When proponents deny evidence of suicide contagion, let us remember that since its legalization of assisted suicide, Oregon’s suicide rate has climbed much faster than the national average. According to the Centers for Disease Control, for people age 35-64 from 1999 through 2010, the increase was 49 percent for Oregon versus 28percent nationally.

Let us remember that for mercilessly bullied autistic and LGBT teenagers, physician-assisted suicide sends the dangerous message that “my death” is “my choice.”

Let us honor Connecticut’s progressive tradition against discrimination by ensuring equal access to noncoercive suicide prevention services for old, ill, and disabled people, rather than offering suicide assistance.

And when proponents claim that this law is only for people who are mentally competent and have less than six months to live, let us remember all who outlived their terminal prognosis—often by years, even decades. Senator Ted Kennedy, Valerie Harper, Jeanette Hall, John Norton, and Rahamim Melamed-Cohen are better-known examples.
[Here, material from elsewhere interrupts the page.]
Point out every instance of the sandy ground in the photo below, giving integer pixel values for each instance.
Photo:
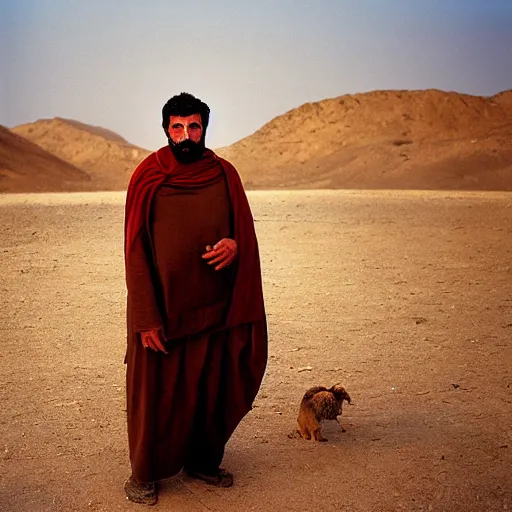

Let us remember the statements by leading proponents calling for expansion after this initial law is passed. When Compassion and Choices president Barbara Coombs Lee came to Hartford last October, she declared her support for assisted suicide for people with dementia and cognitive disabilities unable to consent. CT News Junkie quoted her saying, “It is an issue for another day but is no less compelling.” Dr. Marcia Angell, leading proponent of Massachusetts assisted suicide ballot question, recently wrote that she now favors euthanasia as well as assisted suicide.

Finally, let us remember our social interconnectedness. Rev. Dr. Martin Luther King, Jr. wrote, “We are caught in an inescapable web of mutuality, tied in a single garment of destiny. Whatever affects one directly, affects all indirectly.”

People with disabilities understand interdependence in our daily lives. We value everyone as having inherent dignity which is not lost by needing assistance with bodily functions like eating, dressing, or toileting. Our opposition to assisted suicide is based on basic civil rights.

Stephen Mendelsohn is one of the leaders of Second Thoughts Connecticut, a disability advocacy organization opposed to the legalization of assisted suicide.